The pipeline was executed both on AWS Batch cloud and in the CRG internal Univa cluster, using Singularity as containers runtime.
It's worth noting that with the exception of the two configuration changes detailed below, we used exactly the same pipeline implementation at this GitHub repository.
The AWS deploy used the following configuration profile:
aws.region = 'eu-west-1' aws.client.storageEncryption = 'AES256' process.queue = 'large' executor.name = 'awsbatch' executor.awscli = '/home/ec2-user/miniconda/bin/aws'
While for the cluster deployment the following configuration was used:
executor = 'crg' singularity.enabled = true process.container = "docker://nextflow/rnaseq-nf" process.queue = 'cn-el7' process.time = '90 min' process.$quant.time = '4.5 h'
The AWS Batch Compute environment was configured to use a maximum of 132 CPUs as the number of CPUs that were available in the queue for local cluster deployment.
The two executions ran in roughly the same time: 2 hours and 24 minutes when running in the CRG cluster and 2 hours and 37 minutes when using AWS Batch.
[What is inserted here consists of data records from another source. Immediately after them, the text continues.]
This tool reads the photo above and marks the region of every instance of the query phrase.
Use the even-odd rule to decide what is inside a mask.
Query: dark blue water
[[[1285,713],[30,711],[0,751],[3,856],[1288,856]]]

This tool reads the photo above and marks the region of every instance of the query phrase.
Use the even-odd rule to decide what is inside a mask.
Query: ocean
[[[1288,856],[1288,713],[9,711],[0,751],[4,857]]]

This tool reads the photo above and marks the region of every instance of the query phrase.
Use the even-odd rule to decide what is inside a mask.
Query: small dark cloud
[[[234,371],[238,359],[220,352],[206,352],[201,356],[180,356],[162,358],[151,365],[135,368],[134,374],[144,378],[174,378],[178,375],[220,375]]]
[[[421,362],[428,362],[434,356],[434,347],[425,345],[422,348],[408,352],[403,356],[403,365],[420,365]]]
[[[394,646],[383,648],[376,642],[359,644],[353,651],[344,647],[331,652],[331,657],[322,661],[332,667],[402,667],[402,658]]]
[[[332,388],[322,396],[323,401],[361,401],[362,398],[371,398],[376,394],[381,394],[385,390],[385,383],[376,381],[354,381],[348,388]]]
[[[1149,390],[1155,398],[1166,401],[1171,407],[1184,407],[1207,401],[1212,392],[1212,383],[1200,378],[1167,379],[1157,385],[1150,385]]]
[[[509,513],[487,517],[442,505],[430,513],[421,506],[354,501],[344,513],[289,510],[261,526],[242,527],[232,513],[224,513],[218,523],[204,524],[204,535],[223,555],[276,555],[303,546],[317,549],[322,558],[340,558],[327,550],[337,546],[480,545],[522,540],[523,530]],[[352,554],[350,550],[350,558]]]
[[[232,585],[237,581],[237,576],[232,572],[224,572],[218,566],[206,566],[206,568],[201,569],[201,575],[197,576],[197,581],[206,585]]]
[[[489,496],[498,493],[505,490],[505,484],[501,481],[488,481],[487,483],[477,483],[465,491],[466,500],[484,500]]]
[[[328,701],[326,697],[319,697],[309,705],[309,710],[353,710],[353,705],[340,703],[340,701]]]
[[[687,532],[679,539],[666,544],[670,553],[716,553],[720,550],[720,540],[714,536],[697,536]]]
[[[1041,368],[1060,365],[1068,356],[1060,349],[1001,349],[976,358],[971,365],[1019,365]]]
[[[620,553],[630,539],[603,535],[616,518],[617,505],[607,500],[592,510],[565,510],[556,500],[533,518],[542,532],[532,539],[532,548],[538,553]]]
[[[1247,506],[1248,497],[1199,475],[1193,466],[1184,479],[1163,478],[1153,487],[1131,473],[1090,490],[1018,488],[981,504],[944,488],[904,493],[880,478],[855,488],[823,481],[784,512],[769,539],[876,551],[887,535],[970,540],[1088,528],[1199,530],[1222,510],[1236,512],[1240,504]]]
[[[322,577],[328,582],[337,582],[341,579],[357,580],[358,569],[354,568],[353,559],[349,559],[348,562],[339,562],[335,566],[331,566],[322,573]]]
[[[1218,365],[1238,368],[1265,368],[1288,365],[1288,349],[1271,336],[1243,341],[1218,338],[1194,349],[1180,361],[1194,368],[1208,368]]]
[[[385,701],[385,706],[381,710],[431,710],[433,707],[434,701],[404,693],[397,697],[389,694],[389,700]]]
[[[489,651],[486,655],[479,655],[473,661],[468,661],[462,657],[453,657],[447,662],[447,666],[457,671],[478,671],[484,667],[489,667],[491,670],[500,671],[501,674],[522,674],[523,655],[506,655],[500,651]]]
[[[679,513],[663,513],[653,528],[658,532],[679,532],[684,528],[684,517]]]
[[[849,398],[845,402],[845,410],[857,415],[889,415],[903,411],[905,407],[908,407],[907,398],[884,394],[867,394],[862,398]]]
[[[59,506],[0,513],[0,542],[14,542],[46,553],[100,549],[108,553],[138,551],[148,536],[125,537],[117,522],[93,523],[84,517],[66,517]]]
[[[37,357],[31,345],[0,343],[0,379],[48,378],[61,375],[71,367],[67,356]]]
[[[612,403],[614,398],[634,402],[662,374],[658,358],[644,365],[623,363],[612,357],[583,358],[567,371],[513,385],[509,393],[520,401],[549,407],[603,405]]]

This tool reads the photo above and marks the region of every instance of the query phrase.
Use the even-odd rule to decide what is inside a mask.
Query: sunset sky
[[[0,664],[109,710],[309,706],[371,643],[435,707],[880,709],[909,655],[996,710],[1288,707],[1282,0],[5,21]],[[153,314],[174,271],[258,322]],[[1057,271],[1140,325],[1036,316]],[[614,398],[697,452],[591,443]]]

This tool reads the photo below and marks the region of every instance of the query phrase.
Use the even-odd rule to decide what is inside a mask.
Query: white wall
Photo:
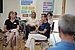
[[[8,17],[9,11],[16,11],[20,15],[20,2],[19,0],[4,0],[4,12],[0,14],[0,28],[3,27],[4,21]]]
[[[62,15],[62,0],[54,1],[54,15]]]
[[[75,15],[75,0],[66,0],[66,14]]]
[[[38,19],[40,19],[40,14],[42,13],[42,1],[36,0],[36,13]],[[66,13],[75,15],[75,0],[66,0]],[[39,8],[40,7],[40,8]],[[4,21],[8,17],[9,11],[16,11],[20,16],[20,0],[4,0],[4,12],[0,14],[0,28],[3,27]],[[62,14],[62,0],[55,0],[54,3],[54,15]]]

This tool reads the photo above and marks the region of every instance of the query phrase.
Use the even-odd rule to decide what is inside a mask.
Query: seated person
[[[19,30],[19,21],[16,20],[15,13],[13,11],[9,12],[8,18],[9,19],[7,19],[4,24],[4,32],[6,32],[5,35],[7,36],[7,41],[4,44],[5,46],[7,46],[12,37],[18,36],[17,30]]]
[[[48,19],[48,22],[49,24],[53,24],[53,14],[51,12],[48,12],[47,13],[47,19]]]
[[[58,29],[61,42],[47,50],[75,50],[75,16],[70,14],[61,16],[58,21]]]
[[[47,22],[47,15],[41,14],[42,23],[39,27],[36,26],[36,33],[29,34],[25,48],[28,47],[30,50],[34,50],[35,40],[46,40],[50,35],[50,24]]]
[[[26,39],[28,39],[28,35],[30,33],[30,31],[34,31],[35,25],[38,25],[38,20],[36,19],[36,13],[32,12],[32,15],[30,18],[27,19],[27,23],[26,23]]]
It must be noted that 14 jobs failed in the Batch deployment, presumably because one or more spot instances were retired. However Nextflow was able to re-schedule the failed jobs automatically and the overall pipeline execution completed successfully, also showing the benefits of a truly fault tolerant environment.
The overall cost for running the pipeline with AWS Batch was $5.47 ($ 3.28 for EC2 instances, $1.88 for EBS volume and $0.31 for S3 storage). This means that with ~ $55 we could have performed the same analysis on the full Encode dataset.
It is more difficult to estimate the cost when using the internal cluster, because we don't have access to such detailed cost accounting. However, as a user, we can estimate it roughly comes out at $0.01 per CPU-Hour. The pipeline needed around 147 CPU-Hour to carry out the analysis, hence with an estimated cost of $1.47 just for the computation.
The execution report for the Batch execution is available at this link and the one for cluster is available here.
This post shows how Nextflow integrates smoothly with AWS Batch and how it can be used to deploy and execute real world genomics pipeline in the cloud with ease.
The auto-scaling ability provided by AWS Batch along with the use of spot instances make the use of the cloud even more cost effective. Running on a local cluster may still be cheaper, even if it is non trivial to account for all the real costs of a HPC infrastructure. However the cloud allows flexibility and scalability not possible with common on-premises clusters.
We also demonstrate how the same Nextflow pipeline can be transparently deployed in two very different computing infrastructure, using different containerisation technologies by simply providing a separate configuration profile.
This approach enables the interoperability across different deployment sites, reduces operational and maintenance costs and guarantees consistent results over time.
This post is co-authored with Francesco Strozzi, who also helped to write the pipeline used for the benchmark in this post and contributed to and tested the AWS Batch integration. Thanks to Emilio Palumbo that helped to set-up and configure the AWS Batch environment and Evan Floden for the comments.